Climbing In The Andes With The DMA
ArtandSeek.net May 15, 2015 21Today, the Dallas Museum of Art opens its first exhibition from its extensive collection of ancient South American art. The show is called Inca: Conquests of the Andes, and KERA’s Jerome Weeks checked out the more than 120 objects – from pre-Columbian gold cups to Spanish-influenced weavings.
Inca: Conquests of the Andes is curator Kimberly Jones’ first show at the DMA. She’s officially the Ellen and Harry S. Parker III Assistant Curator of Arts of the Americas at the museum — a young archaeologist from UT-Austin who’s done extensive fieldwork in Peru. I asked Jones to select a single representative piece from the exhibition, a signature work. Easy, she said. Jones picked one that is truly Incan – woven from the hair of llamas or alpacas.
“It is a beautifully well-preserved example of an Inca tunic or shirt,” she says, “worn by probably a male, elite official. The design is simple, bold, geometric with rich colors.”
The tunic is one of the DMA’s prizes – one of the finest such garments outside of Peru. It’s a classic Inca design with its checkerboard pattern and deep-red mantle, but it looks as stunning and modern as an abstract painting — a Mondrian or a Malevich. For obvious reasons, not many examples survive, but the ones that do reveal the Incan facility with textiles — they created fabrics with more than 600 threads per inch — was not matched until the Industrial Revolution.
Jones’ choice is actually a little ironic. That’s because much of the exhibition shows how the different cultures in the Andes Mountains weren’t pure, they actually we’re threaded together. The history of the area wasn’t simply the Incas vs. the Spanish. That’s why the exhibition’s title is plural, Conquests of the Andes.

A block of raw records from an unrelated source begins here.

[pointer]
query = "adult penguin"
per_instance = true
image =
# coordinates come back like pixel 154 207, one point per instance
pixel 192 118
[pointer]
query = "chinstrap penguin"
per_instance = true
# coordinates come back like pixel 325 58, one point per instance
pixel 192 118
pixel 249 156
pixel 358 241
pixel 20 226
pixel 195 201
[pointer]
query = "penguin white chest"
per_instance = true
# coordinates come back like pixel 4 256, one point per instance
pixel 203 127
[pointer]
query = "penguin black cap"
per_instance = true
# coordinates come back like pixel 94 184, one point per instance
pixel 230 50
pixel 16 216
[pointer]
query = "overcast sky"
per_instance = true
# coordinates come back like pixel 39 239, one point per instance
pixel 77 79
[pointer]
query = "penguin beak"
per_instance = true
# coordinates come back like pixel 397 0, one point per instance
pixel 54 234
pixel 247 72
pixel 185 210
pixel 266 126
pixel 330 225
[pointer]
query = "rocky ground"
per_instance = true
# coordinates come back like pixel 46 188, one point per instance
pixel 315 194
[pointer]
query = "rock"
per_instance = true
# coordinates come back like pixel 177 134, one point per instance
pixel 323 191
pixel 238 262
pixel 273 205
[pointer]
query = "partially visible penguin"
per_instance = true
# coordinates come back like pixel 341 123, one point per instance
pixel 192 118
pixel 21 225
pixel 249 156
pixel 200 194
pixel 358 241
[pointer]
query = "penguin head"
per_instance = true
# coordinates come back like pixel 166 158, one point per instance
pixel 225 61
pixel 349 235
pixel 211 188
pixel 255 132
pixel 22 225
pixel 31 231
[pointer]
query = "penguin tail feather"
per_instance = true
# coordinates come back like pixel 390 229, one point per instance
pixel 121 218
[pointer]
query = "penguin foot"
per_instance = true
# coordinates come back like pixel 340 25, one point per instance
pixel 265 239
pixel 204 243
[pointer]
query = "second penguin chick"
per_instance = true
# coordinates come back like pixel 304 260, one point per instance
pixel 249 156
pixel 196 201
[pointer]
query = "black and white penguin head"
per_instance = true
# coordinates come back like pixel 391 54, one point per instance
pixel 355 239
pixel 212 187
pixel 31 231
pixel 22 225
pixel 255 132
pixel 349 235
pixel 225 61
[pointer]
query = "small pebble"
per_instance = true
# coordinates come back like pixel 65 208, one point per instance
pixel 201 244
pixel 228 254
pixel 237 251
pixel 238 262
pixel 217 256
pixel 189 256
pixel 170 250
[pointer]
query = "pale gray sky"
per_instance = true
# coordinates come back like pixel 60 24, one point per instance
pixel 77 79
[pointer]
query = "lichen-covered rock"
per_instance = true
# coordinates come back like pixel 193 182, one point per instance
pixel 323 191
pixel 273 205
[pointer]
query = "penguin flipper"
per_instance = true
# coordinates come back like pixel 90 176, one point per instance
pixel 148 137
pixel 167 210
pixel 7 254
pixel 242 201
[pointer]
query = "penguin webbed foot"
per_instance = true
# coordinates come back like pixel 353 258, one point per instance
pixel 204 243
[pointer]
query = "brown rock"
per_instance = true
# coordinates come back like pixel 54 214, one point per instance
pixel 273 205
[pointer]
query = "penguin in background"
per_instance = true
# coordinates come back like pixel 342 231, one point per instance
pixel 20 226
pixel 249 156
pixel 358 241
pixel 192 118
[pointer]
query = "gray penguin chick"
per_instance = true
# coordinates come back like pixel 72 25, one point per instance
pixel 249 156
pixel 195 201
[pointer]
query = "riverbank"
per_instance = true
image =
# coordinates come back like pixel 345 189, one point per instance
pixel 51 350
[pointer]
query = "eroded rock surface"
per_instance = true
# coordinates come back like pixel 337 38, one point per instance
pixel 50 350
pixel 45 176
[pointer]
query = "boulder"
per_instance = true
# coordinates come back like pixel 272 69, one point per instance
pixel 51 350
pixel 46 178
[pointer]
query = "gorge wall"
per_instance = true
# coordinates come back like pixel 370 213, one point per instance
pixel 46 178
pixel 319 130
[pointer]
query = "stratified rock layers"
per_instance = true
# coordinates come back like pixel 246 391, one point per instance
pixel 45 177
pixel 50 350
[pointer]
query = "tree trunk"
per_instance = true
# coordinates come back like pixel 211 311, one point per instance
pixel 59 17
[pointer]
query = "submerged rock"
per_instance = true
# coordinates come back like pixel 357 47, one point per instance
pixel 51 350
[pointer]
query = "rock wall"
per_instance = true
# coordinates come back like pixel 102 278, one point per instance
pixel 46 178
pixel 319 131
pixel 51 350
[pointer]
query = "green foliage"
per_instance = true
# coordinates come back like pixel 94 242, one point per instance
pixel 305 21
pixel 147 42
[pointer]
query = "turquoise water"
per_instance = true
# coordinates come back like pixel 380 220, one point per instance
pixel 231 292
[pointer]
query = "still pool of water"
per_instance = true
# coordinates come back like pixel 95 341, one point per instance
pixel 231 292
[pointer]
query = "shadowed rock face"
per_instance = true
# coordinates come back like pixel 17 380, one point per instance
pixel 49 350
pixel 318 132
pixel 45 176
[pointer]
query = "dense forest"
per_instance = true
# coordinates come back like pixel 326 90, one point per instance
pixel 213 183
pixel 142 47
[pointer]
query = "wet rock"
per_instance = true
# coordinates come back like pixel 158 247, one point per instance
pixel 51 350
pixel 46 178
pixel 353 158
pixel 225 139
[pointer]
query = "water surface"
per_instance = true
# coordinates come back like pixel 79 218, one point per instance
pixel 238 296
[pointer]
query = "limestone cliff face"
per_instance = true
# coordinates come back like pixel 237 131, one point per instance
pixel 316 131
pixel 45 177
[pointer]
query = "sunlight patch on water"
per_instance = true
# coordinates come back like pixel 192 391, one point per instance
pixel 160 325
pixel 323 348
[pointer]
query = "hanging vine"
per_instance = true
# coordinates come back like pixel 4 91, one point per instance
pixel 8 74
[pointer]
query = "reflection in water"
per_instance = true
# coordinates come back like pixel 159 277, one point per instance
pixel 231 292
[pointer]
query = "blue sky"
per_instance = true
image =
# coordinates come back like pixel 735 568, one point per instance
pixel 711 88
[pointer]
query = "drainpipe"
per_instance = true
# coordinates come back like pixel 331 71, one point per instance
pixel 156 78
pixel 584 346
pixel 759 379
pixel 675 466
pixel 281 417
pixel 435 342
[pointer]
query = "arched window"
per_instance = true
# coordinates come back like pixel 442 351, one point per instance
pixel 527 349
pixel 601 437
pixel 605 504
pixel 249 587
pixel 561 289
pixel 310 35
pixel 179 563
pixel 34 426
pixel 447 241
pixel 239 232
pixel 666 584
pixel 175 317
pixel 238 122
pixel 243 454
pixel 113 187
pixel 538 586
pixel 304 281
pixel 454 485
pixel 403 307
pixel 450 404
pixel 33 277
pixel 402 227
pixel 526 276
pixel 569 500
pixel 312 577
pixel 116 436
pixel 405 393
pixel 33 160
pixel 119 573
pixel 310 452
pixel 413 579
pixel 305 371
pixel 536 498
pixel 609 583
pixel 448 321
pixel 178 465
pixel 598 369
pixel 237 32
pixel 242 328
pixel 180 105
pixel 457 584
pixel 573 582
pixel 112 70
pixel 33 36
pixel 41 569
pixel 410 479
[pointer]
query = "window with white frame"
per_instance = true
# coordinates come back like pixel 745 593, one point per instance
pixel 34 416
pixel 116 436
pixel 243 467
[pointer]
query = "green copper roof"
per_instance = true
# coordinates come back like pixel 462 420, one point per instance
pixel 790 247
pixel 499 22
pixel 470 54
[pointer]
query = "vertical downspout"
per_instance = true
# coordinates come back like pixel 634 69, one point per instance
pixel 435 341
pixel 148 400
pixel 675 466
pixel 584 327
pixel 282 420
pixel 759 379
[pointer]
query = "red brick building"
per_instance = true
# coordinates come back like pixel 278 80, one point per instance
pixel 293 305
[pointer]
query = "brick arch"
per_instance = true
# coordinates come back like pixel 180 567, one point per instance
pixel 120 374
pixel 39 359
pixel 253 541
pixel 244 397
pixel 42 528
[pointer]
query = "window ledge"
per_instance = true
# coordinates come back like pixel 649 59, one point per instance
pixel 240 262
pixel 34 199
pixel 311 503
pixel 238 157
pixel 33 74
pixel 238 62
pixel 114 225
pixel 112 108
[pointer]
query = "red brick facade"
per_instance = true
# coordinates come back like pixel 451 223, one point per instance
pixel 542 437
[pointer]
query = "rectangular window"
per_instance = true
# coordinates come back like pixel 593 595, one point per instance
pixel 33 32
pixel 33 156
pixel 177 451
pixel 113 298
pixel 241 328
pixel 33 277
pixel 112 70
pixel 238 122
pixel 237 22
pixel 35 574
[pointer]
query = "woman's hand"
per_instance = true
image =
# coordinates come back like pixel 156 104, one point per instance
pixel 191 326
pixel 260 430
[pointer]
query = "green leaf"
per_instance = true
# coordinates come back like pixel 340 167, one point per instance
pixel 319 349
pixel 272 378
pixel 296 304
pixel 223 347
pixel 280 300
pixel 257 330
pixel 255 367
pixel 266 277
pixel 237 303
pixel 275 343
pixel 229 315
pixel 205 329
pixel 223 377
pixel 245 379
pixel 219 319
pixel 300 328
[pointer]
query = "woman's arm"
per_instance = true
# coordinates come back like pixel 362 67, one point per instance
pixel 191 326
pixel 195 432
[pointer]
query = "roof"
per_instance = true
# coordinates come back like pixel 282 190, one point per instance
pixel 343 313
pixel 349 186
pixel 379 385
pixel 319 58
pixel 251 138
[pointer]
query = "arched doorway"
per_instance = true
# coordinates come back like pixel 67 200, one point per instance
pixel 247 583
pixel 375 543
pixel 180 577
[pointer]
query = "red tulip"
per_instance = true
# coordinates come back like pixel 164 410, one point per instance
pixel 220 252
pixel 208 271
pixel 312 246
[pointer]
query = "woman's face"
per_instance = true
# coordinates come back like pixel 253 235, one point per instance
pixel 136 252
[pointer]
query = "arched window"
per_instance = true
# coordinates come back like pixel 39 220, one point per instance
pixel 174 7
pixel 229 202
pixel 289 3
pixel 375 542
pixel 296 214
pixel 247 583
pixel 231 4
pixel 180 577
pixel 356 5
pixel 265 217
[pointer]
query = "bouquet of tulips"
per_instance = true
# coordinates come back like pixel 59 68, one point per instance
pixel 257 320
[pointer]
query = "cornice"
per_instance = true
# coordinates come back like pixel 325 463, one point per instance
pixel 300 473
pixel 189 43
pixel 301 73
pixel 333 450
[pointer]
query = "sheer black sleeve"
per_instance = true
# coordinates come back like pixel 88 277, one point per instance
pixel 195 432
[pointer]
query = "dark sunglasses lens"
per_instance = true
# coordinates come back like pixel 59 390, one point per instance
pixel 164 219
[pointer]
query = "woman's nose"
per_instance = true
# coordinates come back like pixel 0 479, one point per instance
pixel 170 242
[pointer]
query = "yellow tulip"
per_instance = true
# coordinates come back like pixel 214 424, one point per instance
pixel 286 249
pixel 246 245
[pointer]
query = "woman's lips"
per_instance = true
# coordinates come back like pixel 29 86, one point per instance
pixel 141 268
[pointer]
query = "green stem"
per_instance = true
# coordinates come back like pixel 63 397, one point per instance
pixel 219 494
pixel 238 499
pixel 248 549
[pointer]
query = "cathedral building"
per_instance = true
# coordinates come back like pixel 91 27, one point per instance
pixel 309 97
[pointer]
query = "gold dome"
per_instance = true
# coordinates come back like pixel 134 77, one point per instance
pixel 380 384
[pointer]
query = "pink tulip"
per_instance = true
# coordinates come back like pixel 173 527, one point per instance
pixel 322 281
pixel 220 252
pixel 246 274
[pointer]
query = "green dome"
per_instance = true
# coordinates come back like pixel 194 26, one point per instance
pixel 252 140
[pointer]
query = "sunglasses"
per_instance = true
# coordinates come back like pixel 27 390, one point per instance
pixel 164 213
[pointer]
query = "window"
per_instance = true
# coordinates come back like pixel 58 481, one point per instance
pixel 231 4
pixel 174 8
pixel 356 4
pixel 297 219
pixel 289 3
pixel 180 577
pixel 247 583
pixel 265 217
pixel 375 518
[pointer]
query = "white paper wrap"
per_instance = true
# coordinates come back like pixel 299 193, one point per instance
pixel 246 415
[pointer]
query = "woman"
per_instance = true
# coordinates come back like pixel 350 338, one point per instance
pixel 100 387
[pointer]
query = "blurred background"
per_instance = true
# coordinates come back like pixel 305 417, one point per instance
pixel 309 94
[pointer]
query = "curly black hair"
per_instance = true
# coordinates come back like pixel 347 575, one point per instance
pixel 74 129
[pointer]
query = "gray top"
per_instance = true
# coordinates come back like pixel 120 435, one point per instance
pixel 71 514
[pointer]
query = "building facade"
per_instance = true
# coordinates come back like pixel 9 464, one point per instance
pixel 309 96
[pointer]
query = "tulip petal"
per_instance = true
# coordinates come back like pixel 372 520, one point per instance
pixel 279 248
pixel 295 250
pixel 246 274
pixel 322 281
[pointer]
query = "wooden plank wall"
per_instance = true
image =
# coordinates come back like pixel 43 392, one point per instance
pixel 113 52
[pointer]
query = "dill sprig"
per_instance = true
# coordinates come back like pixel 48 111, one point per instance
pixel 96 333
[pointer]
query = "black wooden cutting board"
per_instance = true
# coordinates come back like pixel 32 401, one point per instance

Jones points out the artworks on display extend back a thousand years, back before the Incas conquered the other societies in the area. Conquered them but also absorbed them, were changed by them – through their ceramic work, their metal work, their clothing. In fact, the Inca Empire itself lasted barely a hundred years before the Spanish arrived in the 1500s.
“The objects themselves really reflect this convergence of cultures,” says Jones. Meaning, the process was “not pure acquiescence to some imperial imposition, it’s not pure resistance either. There’s a beautiful blending.”
On the other hand, the DMA show also includes fat ingots from the Atocha, ingots melted down from Inca silver. The Atocha is the famous Spanish treasure ship that sank off the Florida Keys and was discovered in 1985. Sometimes armies do strip-mine another culture. Conquests of the Andes displays these rich layers of influence — and invasion.